# UMVUE $g(\lambda)$ = $e^\lambda$ when $x_i \sim Pois(\lambda)$

Let $x_1 ... x_n$ be $Pois(\lambda)$ Find UMVUE of $e^\lambda$

From a previous question, I found the UMVUE of $e^{-\lambda}$ to be $(\frac{n-1}{n})^{t}$ where $t = \sum_{i=0}^n(x_i)$. $\sum_{i=0}^n(x_i)$ is our complete and sufficient statistic for $\lambda$ and has the distribution $Pois(n\lambda)$.

So I considered the estimator $(\frac{n-1}{n})^{-t}$ and took its expected value to see how close I got.

$$E((\frac{n-1}{n})^{-t}) = \sum_{i=0}^\infty\frac{(\frac{n-1}{n})^{-i}e^{-n\lambda}(n\lambda)^{i}}{i!}.$$

Which my calculator says is $$e^{\frac{n\lambda}{n-1}}$$ This seems close.

I have three questions regarding this result,

1) How did my calculator come up with this answer?
2) Can I get to the umvue by modifying my estimator?

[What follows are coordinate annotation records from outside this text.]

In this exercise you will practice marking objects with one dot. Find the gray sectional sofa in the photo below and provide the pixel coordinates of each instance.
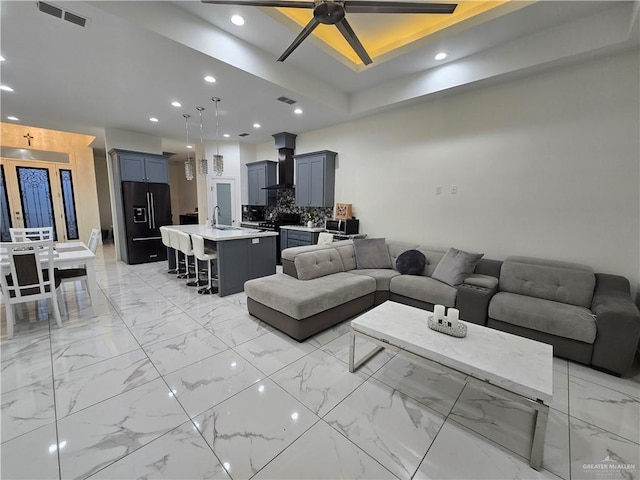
(587, 317)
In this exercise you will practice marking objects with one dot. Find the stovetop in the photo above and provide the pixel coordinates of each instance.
(280, 220)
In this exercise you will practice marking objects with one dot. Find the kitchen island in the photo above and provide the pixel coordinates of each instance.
(243, 253)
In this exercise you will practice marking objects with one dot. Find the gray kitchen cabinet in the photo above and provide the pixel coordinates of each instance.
(243, 259)
(261, 174)
(315, 179)
(142, 167)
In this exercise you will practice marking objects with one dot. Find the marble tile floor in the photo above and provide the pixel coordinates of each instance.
(152, 380)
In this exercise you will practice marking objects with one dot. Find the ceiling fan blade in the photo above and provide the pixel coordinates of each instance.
(263, 3)
(306, 31)
(372, 6)
(350, 36)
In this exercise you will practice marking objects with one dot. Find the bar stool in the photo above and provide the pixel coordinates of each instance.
(187, 250)
(174, 237)
(201, 254)
(166, 241)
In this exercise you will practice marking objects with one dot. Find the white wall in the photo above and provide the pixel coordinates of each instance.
(232, 152)
(546, 166)
(102, 185)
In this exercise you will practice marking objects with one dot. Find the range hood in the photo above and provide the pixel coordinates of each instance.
(285, 144)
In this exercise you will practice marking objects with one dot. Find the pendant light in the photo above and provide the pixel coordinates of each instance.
(203, 164)
(188, 165)
(218, 162)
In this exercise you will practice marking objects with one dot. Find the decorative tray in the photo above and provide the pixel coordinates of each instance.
(459, 330)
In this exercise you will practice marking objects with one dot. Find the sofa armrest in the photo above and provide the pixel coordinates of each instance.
(617, 322)
(473, 298)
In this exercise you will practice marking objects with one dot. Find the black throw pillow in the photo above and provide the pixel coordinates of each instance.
(411, 262)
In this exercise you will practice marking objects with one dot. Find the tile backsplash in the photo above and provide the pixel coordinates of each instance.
(286, 203)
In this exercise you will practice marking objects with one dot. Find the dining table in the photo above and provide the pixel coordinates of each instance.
(66, 255)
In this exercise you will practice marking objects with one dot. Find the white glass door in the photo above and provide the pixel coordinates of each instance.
(222, 193)
(39, 194)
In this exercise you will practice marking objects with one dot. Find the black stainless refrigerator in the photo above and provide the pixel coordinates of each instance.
(147, 207)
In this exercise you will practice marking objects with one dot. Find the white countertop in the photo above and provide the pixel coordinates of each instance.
(216, 235)
(303, 229)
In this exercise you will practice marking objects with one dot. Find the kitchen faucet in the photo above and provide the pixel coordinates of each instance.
(215, 218)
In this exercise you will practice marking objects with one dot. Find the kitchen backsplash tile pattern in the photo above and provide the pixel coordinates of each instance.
(286, 203)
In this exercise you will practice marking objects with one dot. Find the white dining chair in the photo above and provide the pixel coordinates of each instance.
(21, 234)
(30, 278)
(74, 274)
(94, 238)
(204, 256)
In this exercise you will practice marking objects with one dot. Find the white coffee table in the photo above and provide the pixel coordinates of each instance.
(517, 368)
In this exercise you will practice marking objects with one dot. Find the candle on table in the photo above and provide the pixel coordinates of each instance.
(453, 315)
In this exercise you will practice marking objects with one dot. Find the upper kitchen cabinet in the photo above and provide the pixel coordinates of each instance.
(315, 179)
(141, 167)
(261, 174)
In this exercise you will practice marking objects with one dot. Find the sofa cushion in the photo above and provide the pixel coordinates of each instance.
(347, 253)
(411, 262)
(424, 288)
(382, 276)
(318, 263)
(371, 253)
(560, 319)
(484, 281)
(300, 299)
(552, 280)
(455, 266)
(398, 248)
(291, 253)
(433, 256)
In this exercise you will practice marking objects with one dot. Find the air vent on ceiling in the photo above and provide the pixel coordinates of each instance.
(58, 12)
(287, 100)
(50, 9)
(73, 18)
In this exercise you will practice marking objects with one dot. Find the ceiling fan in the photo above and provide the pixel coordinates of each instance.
(333, 12)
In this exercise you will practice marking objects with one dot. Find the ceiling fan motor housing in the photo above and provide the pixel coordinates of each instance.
(329, 13)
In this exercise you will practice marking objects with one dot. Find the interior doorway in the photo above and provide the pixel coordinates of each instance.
(222, 193)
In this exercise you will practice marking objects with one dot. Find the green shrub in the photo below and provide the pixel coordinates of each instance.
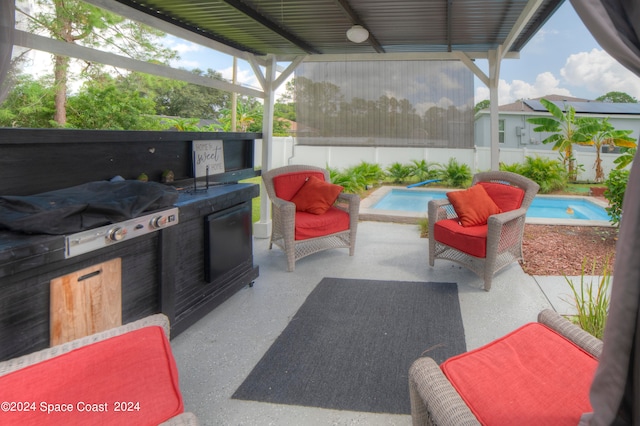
(455, 175)
(352, 182)
(399, 172)
(549, 174)
(513, 168)
(371, 173)
(616, 187)
(423, 170)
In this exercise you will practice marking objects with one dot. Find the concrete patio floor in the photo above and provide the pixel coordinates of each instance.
(216, 354)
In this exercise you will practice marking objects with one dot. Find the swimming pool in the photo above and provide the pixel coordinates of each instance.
(543, 206)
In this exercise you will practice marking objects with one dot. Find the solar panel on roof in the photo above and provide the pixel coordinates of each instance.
(589, 107)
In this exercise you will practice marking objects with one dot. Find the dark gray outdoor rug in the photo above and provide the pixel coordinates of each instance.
(350, 345)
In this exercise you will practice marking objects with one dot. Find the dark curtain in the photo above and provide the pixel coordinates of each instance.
(615, 392)
(7, 24)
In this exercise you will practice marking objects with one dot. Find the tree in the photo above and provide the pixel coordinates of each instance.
(74, 21)
(482, 105)
(179, 99)
(29, 104)
(566, 130)
(103, 106)
(617, 97)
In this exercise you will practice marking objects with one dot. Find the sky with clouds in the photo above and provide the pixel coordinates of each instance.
(562, 58)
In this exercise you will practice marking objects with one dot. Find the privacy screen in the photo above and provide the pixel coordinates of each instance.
(385, 103)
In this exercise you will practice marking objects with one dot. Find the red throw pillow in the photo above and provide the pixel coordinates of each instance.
(316, 196)
(473, 205)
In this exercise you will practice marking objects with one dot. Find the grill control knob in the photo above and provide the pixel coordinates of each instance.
(116, 234)
(158, 222)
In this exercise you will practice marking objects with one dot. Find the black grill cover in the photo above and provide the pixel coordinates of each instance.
(75, 209)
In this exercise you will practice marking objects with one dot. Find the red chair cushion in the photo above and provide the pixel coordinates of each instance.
(506, 197)
(316, 196)
(471, 239)
(310, 225)
(532, 376)
(287, 185)
(473, 206)
(134, 371)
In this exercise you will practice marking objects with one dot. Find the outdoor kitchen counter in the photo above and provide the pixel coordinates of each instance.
(20, 252)
(164, 271)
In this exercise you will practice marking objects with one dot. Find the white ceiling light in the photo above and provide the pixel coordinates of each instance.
(357, 34)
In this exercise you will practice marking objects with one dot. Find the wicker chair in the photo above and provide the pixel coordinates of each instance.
(284, 219)
(503, 233)
(435, 400)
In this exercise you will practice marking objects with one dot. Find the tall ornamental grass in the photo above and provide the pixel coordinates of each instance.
(591, 299)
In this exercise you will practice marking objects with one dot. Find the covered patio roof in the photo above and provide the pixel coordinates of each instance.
(265, 32)
(287, 29)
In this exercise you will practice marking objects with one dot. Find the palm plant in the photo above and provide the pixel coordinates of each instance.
(423, 170)
(371, 172)
(567, 130)
(601, 133)
(399, 172)
(547, 173)
(351, 182)
(455, 174)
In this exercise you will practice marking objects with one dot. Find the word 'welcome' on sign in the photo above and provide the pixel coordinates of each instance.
(208, 156)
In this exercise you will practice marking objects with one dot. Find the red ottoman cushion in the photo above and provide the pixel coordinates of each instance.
(129, 379)
(532, 376)
(309, 225)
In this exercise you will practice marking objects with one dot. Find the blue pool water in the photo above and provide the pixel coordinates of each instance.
(542, 207)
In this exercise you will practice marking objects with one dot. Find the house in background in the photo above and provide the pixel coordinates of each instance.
(516, 132)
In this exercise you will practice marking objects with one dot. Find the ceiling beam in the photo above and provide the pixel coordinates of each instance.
(523, 20)
(168, 27)
(356, 20)
(270, 25)
(404, 56)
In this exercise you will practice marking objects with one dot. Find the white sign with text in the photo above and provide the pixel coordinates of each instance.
(208, 157)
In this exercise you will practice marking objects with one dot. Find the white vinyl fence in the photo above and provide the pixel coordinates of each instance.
(285, 151)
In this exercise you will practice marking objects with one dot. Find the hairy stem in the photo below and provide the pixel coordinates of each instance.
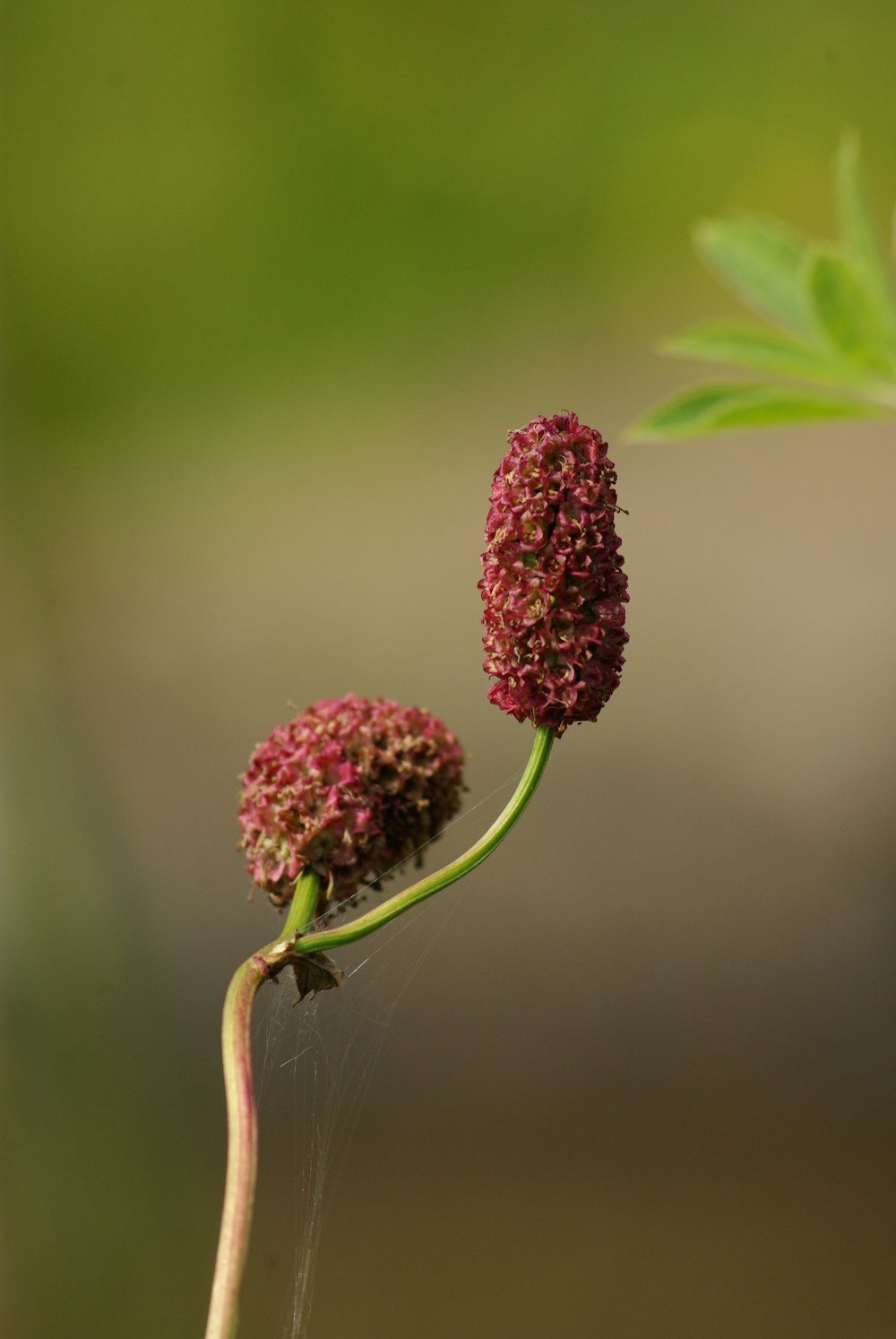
(243, 1125)
(394, 907)
(243, 1129)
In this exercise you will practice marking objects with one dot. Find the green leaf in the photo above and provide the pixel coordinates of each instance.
(760, 347)
(847, 314)
(712, 409)
(762, 262)
(860, 236)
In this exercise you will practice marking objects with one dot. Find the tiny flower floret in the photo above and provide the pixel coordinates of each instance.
(554, 583)
(349, 789)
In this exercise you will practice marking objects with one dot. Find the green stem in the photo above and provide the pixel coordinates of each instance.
(243, 1124)
(387, 911)
(243, 1127)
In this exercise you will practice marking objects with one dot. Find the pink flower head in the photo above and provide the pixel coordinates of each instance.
(349, 789)
(554, 585)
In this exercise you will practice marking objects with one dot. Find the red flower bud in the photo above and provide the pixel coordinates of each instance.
(554, 583)
(349, 789)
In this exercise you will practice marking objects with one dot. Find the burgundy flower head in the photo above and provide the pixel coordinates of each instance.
(349, 789)
(554, 585)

How?

3) Is there a different estimator I should consider instead? ETA: Not necessary, answering 1 and 2 were sufficient!

For 1, You're interested in $E[a^t]$ where $t$ is poisson with rate $n\lambda$. Explicitly:

$$E[a^x]=\sum_{x=0}^\infty a^x\frac{1}{e^{n\lambda}}\frac{n\lambda^x}{x!}=\frac{1}{e^{\lambda}}\sum_{x=0}^\infty \frac{(na\lambda)^x}{x!}=e^{na\lambda-n\lambda}=e^{n\lambda(a-1)}.$$

Now plug in $a=\left(\frac{n-1}{n}\right)^{-1}$. You should get $e^{n\lambda/(n-1)}$.

1) How did my calculator come up with this answer?

Alex R. has already explained this.

2) Can I get to the umvue by modifying my estimator? How?

Using Alex R. 's answer, clearly you don't have an unbiased estimator. However, if you can find $a$ such that,

$$E[a^t] = e^{\lambda},$$

then you will have an unbiased estimator. So you solve for $a$ in the equation $e^{n\lambda (a-1)} = e^{\lambda}$. This should lead you to a UMVUE.

3) Is there a different estimator I should consider instead?

Don't know if there can be a different estimator or not here.